Operations

Function CRD

The Function CRD is a User Defined Function (UDF) that runs over rows that already exist in an Index. It is the right shape for classifiers, enrichment, backfills, fan-out from an existing row, and deterministic re-upserts. UDFs are best defined in YAML and invoked by the layer CLI. The operator creates worker resources; the gateway owns discovery, queueing, retries, leases, and completion markers. Workers own their data writes.

Use a Pipeline when external data becomes rows in Layer. Use a Function when compute starts from rows that are already in Layer.

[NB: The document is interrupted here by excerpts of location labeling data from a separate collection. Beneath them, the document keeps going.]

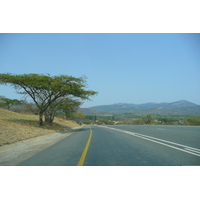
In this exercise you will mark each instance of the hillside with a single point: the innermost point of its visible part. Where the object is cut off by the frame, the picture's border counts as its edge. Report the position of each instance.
(16, 126)
(182, 106)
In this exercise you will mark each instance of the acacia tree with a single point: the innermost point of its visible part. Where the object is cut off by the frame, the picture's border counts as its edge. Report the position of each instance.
(45, 90)
(10, 102)
(69, 106)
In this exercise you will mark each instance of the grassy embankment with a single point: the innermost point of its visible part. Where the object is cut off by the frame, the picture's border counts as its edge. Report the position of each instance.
(15, 126)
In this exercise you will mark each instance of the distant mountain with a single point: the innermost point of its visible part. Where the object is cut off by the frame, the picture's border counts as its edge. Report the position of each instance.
(182, 106)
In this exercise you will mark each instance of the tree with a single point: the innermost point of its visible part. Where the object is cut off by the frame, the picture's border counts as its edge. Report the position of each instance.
(148, 119)
(45, 90)
(78, 116)
(10, 102)
(69, 106)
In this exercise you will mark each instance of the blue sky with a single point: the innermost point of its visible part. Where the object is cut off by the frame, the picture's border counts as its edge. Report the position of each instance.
(129, 68)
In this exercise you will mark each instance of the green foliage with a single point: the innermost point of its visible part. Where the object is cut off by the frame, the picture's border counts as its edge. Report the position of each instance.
(10, 102)
(194, 121)
(46, 90)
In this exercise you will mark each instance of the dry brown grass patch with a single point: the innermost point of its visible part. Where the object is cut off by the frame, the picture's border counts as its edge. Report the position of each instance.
(15, 126)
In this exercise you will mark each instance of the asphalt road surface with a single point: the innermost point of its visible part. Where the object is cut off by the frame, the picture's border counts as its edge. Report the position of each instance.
(124, 146)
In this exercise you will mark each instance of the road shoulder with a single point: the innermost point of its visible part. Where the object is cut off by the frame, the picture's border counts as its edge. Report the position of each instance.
(12, 154)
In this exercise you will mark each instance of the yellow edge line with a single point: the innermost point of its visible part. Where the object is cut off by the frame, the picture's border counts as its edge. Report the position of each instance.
(82, 159)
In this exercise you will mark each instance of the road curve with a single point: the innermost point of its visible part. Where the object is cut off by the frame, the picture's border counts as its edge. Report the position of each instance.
(124, 146)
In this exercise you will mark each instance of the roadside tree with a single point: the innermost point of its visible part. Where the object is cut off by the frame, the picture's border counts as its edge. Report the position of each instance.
(10, 102)
(148, 119)
(45, 90)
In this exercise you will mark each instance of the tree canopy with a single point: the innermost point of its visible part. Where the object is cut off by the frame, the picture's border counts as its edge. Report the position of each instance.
(45, 90)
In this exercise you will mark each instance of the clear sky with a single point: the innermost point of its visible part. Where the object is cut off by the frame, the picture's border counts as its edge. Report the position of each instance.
(122, 68)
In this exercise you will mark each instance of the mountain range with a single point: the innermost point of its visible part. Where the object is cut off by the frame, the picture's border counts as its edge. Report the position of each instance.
(182, 107)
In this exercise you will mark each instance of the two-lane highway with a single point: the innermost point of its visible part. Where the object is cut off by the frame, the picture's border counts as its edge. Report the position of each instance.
(124, 146)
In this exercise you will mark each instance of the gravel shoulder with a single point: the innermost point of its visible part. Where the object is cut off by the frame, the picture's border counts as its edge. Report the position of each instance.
(12, 154)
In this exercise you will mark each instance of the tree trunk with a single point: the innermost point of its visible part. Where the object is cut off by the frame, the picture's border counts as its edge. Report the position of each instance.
(40, 118)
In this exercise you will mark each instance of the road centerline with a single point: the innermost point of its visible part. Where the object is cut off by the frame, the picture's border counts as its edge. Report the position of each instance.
(83, 156)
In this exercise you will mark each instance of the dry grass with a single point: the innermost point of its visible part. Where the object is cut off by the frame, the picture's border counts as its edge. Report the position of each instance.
(15, 126)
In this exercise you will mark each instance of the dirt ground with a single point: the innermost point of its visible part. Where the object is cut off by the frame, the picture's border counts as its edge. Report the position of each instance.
(15, 127)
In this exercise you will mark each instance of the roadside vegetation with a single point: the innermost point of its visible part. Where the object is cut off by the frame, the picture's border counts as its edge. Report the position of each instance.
(134, 119)
(49, 94)
(52, 108)
(19, 126)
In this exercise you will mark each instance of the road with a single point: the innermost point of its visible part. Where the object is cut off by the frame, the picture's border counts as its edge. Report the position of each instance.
(124, 146)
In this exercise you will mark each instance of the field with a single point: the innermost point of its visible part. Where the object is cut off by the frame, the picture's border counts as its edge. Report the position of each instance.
(15, 126)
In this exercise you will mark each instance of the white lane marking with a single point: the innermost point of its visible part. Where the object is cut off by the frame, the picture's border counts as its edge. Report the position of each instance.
(154, 140)
(188, 149)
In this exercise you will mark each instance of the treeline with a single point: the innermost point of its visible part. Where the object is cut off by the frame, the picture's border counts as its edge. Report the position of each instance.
(50, 94)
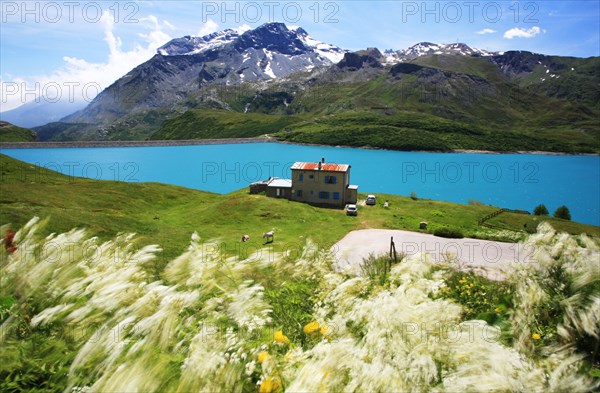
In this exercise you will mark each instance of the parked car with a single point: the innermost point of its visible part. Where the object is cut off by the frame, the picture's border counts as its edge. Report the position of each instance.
(351, 210)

apiVersion: hevlayer.com/v1alpha1
kind: Function
metadata:
  name: tag-products
  namespace: layer
spec:
  targetNamespaces:
    - products
  inputs:
    - id
    - title
  version: v1
  filter:
    - category
    - Eq
    - outdoor
  worker:
    image: <acct>.dkr.ecr.us-east-1.amazonaws.com/hev-tag-products:latest
    dispatch: pull
    computeClass: cpu
    batchSize: 32
    timeoutSeconds: 30
  schedule:
    discoveryIntervalSeconds: 300
    leaseSeconds: 120
    maxInFlightBatches: 8
    maxConcurrentScans: 1
  retry:
    maxAttempts: 8
    initialBackoffSeconds: 5
    maxBackoffSeconds: 300
  triggers:
    - discovery
  scaling:
    pool: cpu
    mode: autoscale
    replicas:
      min: 0
      max: 6

Selection

Use targetNamespaces for explicit namespaces. Use indexSelector when labels on Index resources should choose the namespaces.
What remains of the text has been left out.